今やれば良いことを「まぁ、あとでゆっくりやれば良い」と先延ばしにする。そして締め切りが近づいてから「あれ、もう時間ないぞ」と焦り出す。そんなときに限って急用が発生。時間をとられさらに追い詰められる──こんな状態では良い発想はできない。最低のクオリティの仕事をしていたものだ。今から考えれば結果が出ないのも当たり前のことだった。
私はハウスメーカーで営業をしていた。住宅営業としてより良い提案をするためには、次のようにお客様の要望を聞き取ることから始まる。
- 予算はいくらか
- 購入時期はいつがベストか
- リビングや部屋の広さ
- キッチン、洗面、お風呂、トイレのグレード
- どんな外観が好みか
こういった要望をヒアリングして提案書を作成する。住宅営業は形のないものを売る職業だ。お客様の要望を形にした提案内容が命である。
ダメな営業スタッフは提案書づくりを先延ばしにする
ダメ営業スタッフ時代の私はお客様からのヒアリング後、すぐに提案書を作成しなかった。その理由は「夜になってからじっくり考えたほうが良い」と思っていたから。実際、日中はいろいろな連絡が入るため、まとまった時間はとれなかった。
しかし夜になれば、疲れが出てしまう。たいていは「まだ時間もあるし、疲れたし、明日やろう」と先延ばしにする。そのうちに数日経過してしまう。
誰でも時間が経てば、記憶が薄くなるもの。記憶をたどりながら「なんか違うような……」と悪戦苦闘しながら作成したものだ。
記憶が曖昧だと、作成するにも時間がかかるうえに内容も悪くなる。さらにはリミットが迫ればミスも多くなるものだ。こんな状態でお客様が満足する提案書をつくることができるはずはなかった。
本来提案書づくりは楽しいもの。しかし、時間が経てば経つほど作成に時間がかかり苦しむことになる。せっかくの楽しい仕事が苦行に変わってしまう。
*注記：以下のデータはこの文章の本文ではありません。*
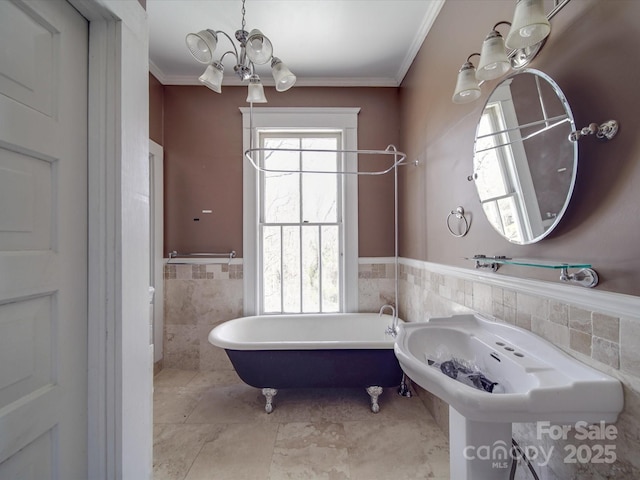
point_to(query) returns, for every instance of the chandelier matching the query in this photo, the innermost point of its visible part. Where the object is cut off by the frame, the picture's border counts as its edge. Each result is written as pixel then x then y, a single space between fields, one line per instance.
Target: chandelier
pixel 255 49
お客様は「素敵なマイホームに住みたい」と夢を膨らませている。そこへ、平凡な提案書が提出されたらどうだろう? もしくは要望が抜けていたりしていたら……見た瞬間に「あぁ、この程度ね」とガッカリする。ライバル会社がいれば当然競合負けするし、単独指名だとしても「今回は話を進めないでおこう」となるものだ。これではいくら頑張って提案書を作成したところで、一向にチャンスはつかめない。